Setting up the oscilloscope is as simple as setting up a multimeter. But there is some configs need to be adjusted like time range, voltage range, because what it gives us not only voltage signal but also the behavior graph.
As we all now aware, the high signal indicates rich mixture/low 02 and low signal is lean mixture/high 02. But in reality, what streaming through the O2 contact layer is not clearly rich or lean, it is fluctuating from rich to lean rapidly and normally about 8-10 fluctuations per 10 seconds. It is also hard to tell if it's zirconia or titania, since their signals behave slightly different:
Zirconia signal is cycling just like titania, same basic amplitude and frequency, but their shapes are different:
Zirconia:
Titania
This is the signal recorded at warmed idle:
Note that the amplitude varies between 0-1 V, and the shape is more likely sharp ended, not as clear and digital likeliness as titiania. So we can conclude this one as an old little inefficient zirconia O2 sensor. In 10 seconds there are only 4 cross counts, so the data is not rapid enough for the ECU to decide quicker and more accurate, hence efficiency is loss. Plus the shapes are irrational, harder for ECU to cross-counts.
Warming up at 2500rpm: this is the condition that the engine is not fully warmed up and not completely into closed loop, intermittent O2 reading experienced:
Note that there is a high cross count that reaches nearly 1V that lasted about 2 seconds, this is the fast flow of mixture that helps increase the engine speed to 2500 rpm, then it doesn't take much because the engine stop accelerating. The rest of the pattern seems acceptable but low amplitude suggests that the engine is not fully in closed loop, meanwhile there are about 15 cross counts in 10s.
Reving up several times after warm idle:
While range of amplitude is not much different that what of idling, the cross counts seem to accumulate much faster in 2 seconds. This indicates that the mixture reaches maximum voltage more frequently hence the engine is putting more fuel to burn. The average voltage will also be much higher than what of ilding, as we can see the minimum voltage gradually increases as we keep this up. This behavior is different than keeping the engine @ 2500 rpm because we rapidly accelerate, hence the load is more frequently pressed.

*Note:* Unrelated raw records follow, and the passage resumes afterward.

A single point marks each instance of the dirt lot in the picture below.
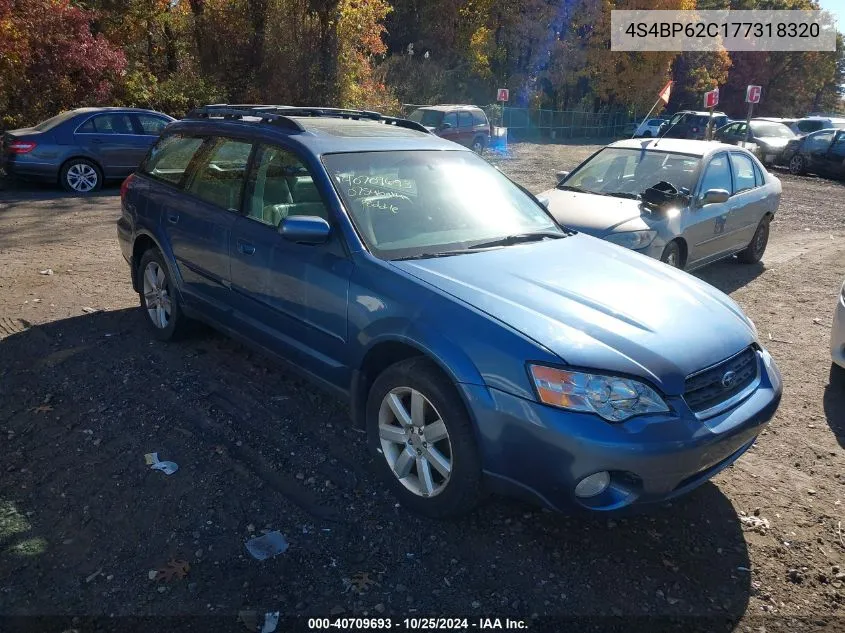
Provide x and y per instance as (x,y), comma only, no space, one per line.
(85,393)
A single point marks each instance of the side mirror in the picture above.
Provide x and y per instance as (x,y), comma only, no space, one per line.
(714,196)
(305,229)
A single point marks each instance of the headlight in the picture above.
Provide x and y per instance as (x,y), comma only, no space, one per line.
(632,239)
(612,397)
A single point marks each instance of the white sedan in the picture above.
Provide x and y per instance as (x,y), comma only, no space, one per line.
(837,334)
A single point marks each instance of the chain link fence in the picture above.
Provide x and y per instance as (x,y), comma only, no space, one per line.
(536,124)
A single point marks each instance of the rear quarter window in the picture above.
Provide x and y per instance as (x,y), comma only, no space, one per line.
(170,157)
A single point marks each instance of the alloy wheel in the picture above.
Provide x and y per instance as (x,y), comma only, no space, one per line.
(82,177)
(415,442)
(156,296)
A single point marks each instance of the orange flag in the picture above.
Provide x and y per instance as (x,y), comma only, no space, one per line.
(664,94)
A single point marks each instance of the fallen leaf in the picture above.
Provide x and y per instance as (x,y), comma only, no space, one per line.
(174,569)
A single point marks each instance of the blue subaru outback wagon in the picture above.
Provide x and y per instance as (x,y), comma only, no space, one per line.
(483,346)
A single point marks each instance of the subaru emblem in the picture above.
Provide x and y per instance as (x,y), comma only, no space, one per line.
(728,379)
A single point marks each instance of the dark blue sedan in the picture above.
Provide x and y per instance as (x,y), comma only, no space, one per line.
(81,148)
(483,346)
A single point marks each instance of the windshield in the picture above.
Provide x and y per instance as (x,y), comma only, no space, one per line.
(616,170)
(53,121)
(429,118)
(417,203)
(770,129)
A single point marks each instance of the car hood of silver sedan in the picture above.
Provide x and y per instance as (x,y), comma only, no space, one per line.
(595,214)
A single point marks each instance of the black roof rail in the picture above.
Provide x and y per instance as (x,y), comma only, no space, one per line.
(280,114)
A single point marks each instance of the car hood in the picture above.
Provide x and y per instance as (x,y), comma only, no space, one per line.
(596,305)
(594,214)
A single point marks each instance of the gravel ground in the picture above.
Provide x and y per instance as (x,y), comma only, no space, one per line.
(85,393)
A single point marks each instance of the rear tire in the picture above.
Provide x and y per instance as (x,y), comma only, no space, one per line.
(797,165)
(412,449)
(159,298)
(753,253)
(672,255)
(81,176)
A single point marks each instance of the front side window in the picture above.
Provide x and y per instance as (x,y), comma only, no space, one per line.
(743,168)
(279,186)
(220,178)
(628,172)
(717,175)
(820,141)
(170,156)
(417,203)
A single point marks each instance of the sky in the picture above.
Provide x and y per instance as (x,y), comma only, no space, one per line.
(837,7)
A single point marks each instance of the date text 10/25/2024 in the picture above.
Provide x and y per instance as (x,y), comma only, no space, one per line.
(417,624)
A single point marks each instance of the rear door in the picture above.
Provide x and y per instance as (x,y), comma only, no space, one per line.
(292,296)
(198,221)
(835,156)
(705,225)
(466,133)
(110,139)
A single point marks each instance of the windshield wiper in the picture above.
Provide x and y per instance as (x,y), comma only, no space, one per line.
(520,238)
(623,194)
(428,255)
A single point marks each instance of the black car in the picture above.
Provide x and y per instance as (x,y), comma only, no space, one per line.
(463,124)
(770,137)
(691,124)
(821,152)
(81,148)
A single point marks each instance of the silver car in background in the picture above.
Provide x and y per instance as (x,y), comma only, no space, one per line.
(837,333)
(714,200)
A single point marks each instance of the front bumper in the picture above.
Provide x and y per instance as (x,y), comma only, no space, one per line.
(541,452)
(837,333)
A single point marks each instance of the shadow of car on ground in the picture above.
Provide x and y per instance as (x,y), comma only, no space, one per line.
(82,400)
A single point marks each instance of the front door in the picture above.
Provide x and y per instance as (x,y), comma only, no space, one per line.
(110,139)
(705,225)
(292,296)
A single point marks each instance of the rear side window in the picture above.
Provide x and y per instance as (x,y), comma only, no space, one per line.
(744,177)
(112,124)
(717,175)
(219,179)
(279,186)
(170,156)
(151,125)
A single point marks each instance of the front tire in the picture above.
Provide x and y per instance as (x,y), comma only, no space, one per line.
(80,175)
(753,253)
(421,437)
(159,299)
(672,255)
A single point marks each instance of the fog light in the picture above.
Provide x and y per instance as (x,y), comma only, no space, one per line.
(593,485)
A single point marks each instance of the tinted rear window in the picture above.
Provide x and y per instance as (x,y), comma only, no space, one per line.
(170,156)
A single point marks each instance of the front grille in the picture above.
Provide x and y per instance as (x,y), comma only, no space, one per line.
(706,390)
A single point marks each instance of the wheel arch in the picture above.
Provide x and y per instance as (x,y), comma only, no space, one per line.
(90,159)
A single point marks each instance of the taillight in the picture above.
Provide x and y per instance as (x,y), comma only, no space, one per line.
(20,147)
(125,186)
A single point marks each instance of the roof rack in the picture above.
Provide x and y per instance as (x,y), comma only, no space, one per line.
(280,115)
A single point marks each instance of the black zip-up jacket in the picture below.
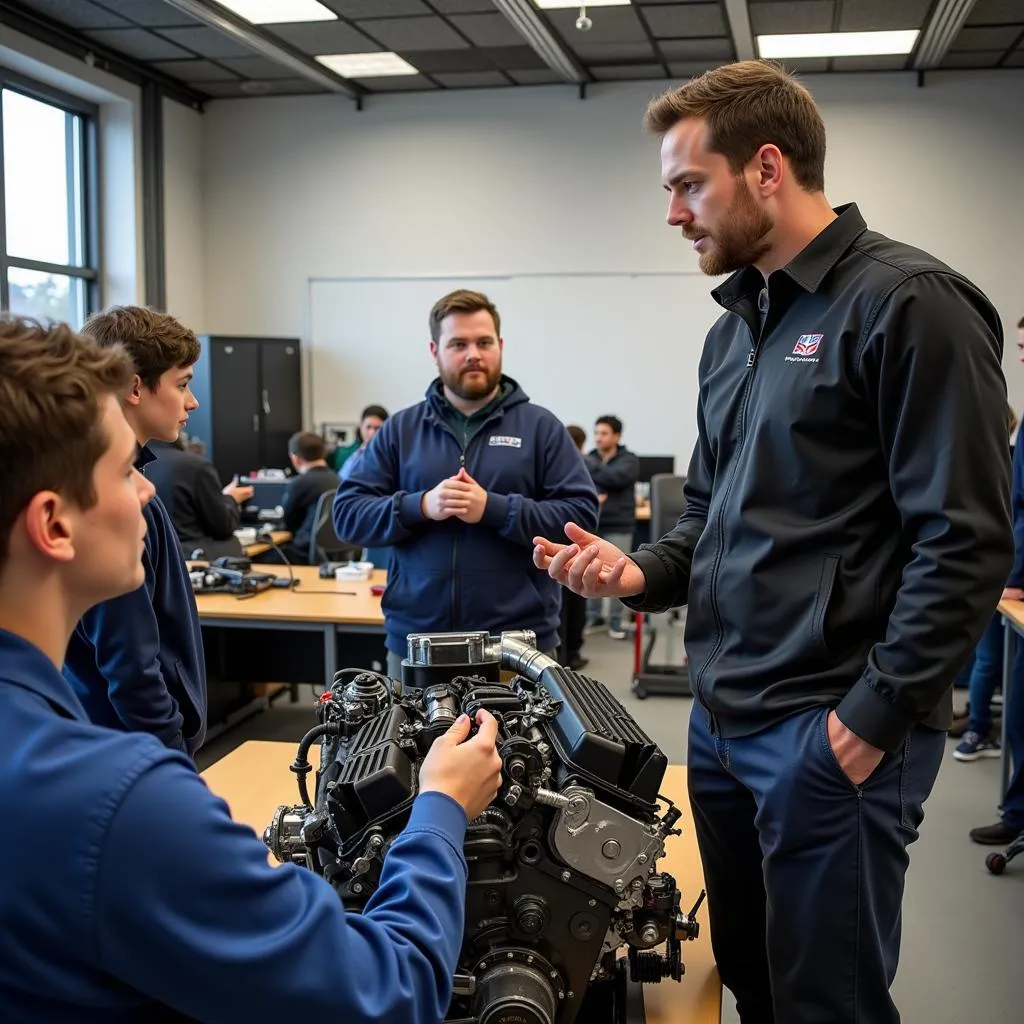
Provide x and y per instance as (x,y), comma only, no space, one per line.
(616,478)
(847,531)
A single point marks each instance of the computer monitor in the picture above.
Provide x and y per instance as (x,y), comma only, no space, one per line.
(267,497)
(652,464)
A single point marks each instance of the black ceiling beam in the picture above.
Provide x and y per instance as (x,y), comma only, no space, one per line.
(62,38)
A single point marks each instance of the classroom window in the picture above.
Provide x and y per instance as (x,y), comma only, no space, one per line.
(50,258)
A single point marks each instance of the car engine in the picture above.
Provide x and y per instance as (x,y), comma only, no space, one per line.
(562,865)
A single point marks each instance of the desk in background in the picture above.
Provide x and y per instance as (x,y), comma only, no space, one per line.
(254,779)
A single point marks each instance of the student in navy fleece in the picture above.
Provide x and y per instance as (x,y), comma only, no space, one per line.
(136,662)
(459,485)
(146,901)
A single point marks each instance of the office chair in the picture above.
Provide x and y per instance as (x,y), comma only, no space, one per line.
(325,545)
(668,503)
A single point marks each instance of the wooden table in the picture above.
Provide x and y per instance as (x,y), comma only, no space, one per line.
(1013,625)
(254,779)
(321,606)
(261,547)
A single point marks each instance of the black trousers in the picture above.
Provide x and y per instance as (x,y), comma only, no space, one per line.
(805,870)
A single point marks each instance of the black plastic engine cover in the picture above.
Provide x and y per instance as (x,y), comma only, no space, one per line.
(378,775)
(597,734)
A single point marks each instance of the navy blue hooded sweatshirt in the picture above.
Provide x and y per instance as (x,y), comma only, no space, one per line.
(136,662)
(454,576)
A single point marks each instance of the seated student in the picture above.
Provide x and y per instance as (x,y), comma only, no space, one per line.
(372,420)
(205,515)
(303,492)
(146,901)
(136,662)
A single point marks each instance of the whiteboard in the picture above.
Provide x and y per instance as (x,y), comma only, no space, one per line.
(582,345)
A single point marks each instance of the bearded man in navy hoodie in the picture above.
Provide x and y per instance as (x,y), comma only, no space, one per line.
(459,484)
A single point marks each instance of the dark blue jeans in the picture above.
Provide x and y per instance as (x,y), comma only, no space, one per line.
(804,869)
(986,675)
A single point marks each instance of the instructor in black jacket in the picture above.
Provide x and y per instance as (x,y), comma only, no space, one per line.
(846,538)
(205,515)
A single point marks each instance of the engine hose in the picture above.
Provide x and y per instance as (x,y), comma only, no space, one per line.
(301,765)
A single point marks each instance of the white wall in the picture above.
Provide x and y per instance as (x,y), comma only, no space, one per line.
(120,157)
(183,206)
(519,180)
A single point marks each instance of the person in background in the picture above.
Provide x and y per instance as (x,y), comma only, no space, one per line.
(136,662)
(574,606)
(147,902)
(370,422)
(614,470)
(847,535)
(205,515)
(459,484)
(1011,823)
(307,454)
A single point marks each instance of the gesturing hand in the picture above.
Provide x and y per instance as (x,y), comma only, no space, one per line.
(458,496)
(589,566)
(467,770)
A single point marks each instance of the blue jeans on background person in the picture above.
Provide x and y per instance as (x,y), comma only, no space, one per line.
(805,870)
(986,677)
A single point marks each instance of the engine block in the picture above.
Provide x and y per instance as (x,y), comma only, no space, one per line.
(562,865)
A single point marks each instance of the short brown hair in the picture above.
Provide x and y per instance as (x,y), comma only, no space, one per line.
(51,384)
(745,105)
(306,445)
(157,342)
(462,301)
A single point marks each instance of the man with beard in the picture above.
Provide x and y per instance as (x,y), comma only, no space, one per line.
(846,538)
(459,485)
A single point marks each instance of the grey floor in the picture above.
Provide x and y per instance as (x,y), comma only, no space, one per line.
(963,953)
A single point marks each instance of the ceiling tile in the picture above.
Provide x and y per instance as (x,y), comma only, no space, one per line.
(257,67)
(696,49)
(151,12)
(883,61)
(487,30)
(973,58)
(627,73)
(996,12)
(139,43)
(611,25)
(883,15)
(518,57)
(786,15)
(537,76)
(196,71)
(462,6)
(613,52)
(411,34)
(453,60)
(206,41)
(325,37)
(397,83)
(687,19)
(986,39)
(376,8)
(473,80)
(77,13)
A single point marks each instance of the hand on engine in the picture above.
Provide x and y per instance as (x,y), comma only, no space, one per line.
(467,770)
(589,566)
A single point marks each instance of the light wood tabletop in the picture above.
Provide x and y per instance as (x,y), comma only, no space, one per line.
(346,602)
(254,780)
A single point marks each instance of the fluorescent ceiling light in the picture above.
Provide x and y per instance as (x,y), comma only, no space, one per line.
(557,4)
(367,65)
(280,11)
(837,44)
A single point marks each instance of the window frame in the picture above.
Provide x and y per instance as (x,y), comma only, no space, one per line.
(88,160)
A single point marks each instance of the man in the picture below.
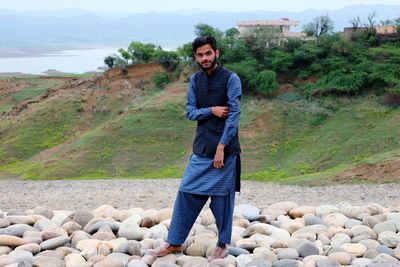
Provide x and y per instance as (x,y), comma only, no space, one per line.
(213,170)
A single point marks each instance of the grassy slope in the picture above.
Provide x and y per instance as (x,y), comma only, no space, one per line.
(288,141)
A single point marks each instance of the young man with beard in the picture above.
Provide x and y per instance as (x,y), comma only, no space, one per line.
(213,170)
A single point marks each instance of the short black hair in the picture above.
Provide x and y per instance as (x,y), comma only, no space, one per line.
(203,40)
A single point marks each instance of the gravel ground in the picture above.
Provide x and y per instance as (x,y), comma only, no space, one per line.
(157,194)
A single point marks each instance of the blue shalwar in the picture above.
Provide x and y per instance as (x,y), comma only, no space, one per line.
(201,180)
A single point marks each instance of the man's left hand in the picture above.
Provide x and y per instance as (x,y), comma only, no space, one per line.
(219,157)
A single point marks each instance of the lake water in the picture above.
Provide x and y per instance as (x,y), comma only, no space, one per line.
(71,61)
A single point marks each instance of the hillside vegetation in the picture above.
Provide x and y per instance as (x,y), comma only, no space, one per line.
(317,111)
(121,125)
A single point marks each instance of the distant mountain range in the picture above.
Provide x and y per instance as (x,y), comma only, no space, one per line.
(169,30)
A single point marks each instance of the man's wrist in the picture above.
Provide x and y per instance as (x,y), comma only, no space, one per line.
(220,146)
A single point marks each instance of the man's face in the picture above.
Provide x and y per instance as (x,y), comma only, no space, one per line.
(206,57)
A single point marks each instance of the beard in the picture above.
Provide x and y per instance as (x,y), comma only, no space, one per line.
(212,65)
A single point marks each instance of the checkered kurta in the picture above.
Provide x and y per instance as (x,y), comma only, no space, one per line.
(202,178)
(202,181)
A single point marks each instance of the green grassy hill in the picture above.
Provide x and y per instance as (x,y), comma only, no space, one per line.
(119,125)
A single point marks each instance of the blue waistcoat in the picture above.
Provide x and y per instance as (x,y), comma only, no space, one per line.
(212,90)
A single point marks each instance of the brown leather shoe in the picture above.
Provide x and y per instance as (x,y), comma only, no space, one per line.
(163,250)
(218,253)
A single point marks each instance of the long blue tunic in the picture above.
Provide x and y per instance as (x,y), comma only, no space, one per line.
(200,176)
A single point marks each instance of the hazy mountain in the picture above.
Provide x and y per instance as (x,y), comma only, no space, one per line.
(167,29)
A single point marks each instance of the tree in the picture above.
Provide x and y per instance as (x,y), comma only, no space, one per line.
(109,61)
(126,56)
(142,52)
(355,23)
(320,26)
(185,52)
(202,29)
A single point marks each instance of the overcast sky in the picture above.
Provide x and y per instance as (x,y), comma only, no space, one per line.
(140,6)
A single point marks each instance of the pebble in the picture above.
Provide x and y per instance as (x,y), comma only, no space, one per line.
(288,235)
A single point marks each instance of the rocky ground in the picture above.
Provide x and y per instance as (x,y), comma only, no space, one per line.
(114,222)
(157,194)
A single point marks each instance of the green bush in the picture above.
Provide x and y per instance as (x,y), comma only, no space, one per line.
(337,82)
(246,70)
(265,83)
(161,79)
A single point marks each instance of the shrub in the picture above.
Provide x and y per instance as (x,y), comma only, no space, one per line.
(265,83)
(161,79)
(245,69)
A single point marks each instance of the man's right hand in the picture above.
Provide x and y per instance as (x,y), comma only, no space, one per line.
(220,111)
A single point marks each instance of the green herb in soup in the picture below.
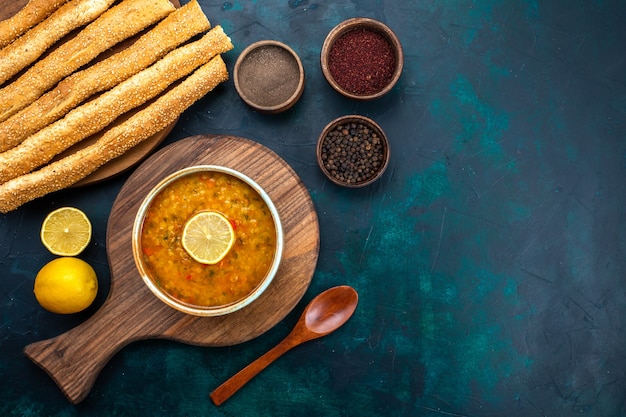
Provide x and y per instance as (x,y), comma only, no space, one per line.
(245,265)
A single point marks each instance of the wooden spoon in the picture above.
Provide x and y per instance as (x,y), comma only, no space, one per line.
(324,314)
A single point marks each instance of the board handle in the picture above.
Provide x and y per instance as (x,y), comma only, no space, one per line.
(75,358)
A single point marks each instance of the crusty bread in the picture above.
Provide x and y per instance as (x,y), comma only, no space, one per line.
(116,141)
(116,24)
(33,13)
(98,113)
(178,27)
(26,49)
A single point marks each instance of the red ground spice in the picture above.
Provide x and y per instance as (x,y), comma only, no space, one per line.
(361,61)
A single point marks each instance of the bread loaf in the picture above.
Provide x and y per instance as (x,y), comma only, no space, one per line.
(98,113)
(178,27)
(33,13)
(26,49)
(115,141)
(119,23)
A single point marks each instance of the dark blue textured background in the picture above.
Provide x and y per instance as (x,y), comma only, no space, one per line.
(490,259)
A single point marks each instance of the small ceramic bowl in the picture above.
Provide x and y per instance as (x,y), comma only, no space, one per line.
(155,261)
(353,151)
(269,76)
(366,71)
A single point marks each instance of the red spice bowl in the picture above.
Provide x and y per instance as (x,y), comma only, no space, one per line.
(173,274)
(353,151)
(362,58)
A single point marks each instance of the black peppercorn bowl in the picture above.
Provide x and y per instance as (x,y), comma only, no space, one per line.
(353,151)
(358,64)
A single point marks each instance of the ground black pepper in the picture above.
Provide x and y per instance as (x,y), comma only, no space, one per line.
(352,153)
(269,76)
(361,61)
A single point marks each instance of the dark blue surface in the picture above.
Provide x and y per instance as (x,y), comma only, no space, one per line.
(490,259)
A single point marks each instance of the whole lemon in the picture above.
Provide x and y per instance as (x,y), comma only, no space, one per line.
(66,285)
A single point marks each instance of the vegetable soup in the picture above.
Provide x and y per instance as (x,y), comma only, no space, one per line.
(245,265)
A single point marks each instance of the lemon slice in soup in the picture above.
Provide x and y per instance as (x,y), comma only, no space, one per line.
(208,236)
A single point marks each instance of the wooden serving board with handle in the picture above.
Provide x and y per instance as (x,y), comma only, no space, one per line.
(131,312)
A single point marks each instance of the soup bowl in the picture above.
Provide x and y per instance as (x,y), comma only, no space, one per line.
(175,276)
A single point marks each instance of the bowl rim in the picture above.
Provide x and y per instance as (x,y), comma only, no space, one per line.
(287,104)
(348,119)
(185,307)
(365,23)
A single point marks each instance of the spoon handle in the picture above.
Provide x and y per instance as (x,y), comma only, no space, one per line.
(232,385)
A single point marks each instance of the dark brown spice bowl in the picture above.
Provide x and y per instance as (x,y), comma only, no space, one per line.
(362,58)
(353,151)
(269,76)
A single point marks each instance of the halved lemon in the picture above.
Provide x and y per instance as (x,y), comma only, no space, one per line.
(66,231)
(208,236)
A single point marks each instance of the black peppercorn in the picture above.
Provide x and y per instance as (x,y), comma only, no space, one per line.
(352,153)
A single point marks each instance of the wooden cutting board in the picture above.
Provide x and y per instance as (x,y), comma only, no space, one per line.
(131,312)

Sudden deceleration from 3000rpm
@ 3000rpm, the waves look similar to 2500rpm, except for the higher minimum. The recession gap in between,note that the minimum goes as low as 0V, is the sudden deceleration indicating that the ECU has sensed this and put suddenly less fuel for that moment, then the reading is back to its long moment of recovery. And soon enough the graph will shape like warm idle.
Sensor respond time: should be <100 ms (almost instantly)
This shows that the sensor's respond to sudden load change is still acceptably quick
Overall, this oxygen sensor has still been able to shown at least the basic characteristics of each load condition, although it lacks a lot of accuracy and consistency as data is quite intermittent in general.